Transsexual:  An older term that originated in the medical and psychological communities. Still preferred by some people who have permanently changed - or seek to change - their bodies through medical interventions (including but not limited to hormones and/or surgeries). Unlike transgender, transsexual is not an umbrella term. Many transgender people do not identify as transsexual and prefer the word transgender. It is best to ask which term an individual prefers. If preferred, use as an adjective: transsexual woman or transsexual man.

Transgender woman:  People who were assigned male at birth but identify and live as a woman may use this term to describe themselves. They may shorten to trans woman. (Note: trans woman, not "transwoman.") Some may also use MTF, an abbreviation for male-to-female. Some may prefer to simply be called women, without any modifier. It is best to ask which term an individual prefers.

The above definitions come from these two sites, good sources for all gender related definitions.

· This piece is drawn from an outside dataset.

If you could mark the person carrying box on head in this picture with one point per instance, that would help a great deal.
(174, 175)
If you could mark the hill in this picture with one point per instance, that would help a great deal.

I think for myself I prefer the term trans woman.  This seems to give a distinction from those who are transgender but do not live full time as either gender, or live between genders.  Transsexual is worrisome to many because of its inclusion of the word "sexual" and is therefore often misunderstood and being used less as time goes on.  It is relevant, at least, as a medical term or distinction (within the trans community) between people who are physically (medially) transitioning and those who are not. 

Ultimately I just want to be referred to as a woman, because that is how I identify, where my journey is leading me and who I am.  I hope the saying that 50 is the new 30 is true.  No longer 40 something, I am a 50 year old woman.   Most people tell me I look younger than I am and many are surprised when I reveal my age, so I will take comfort in that.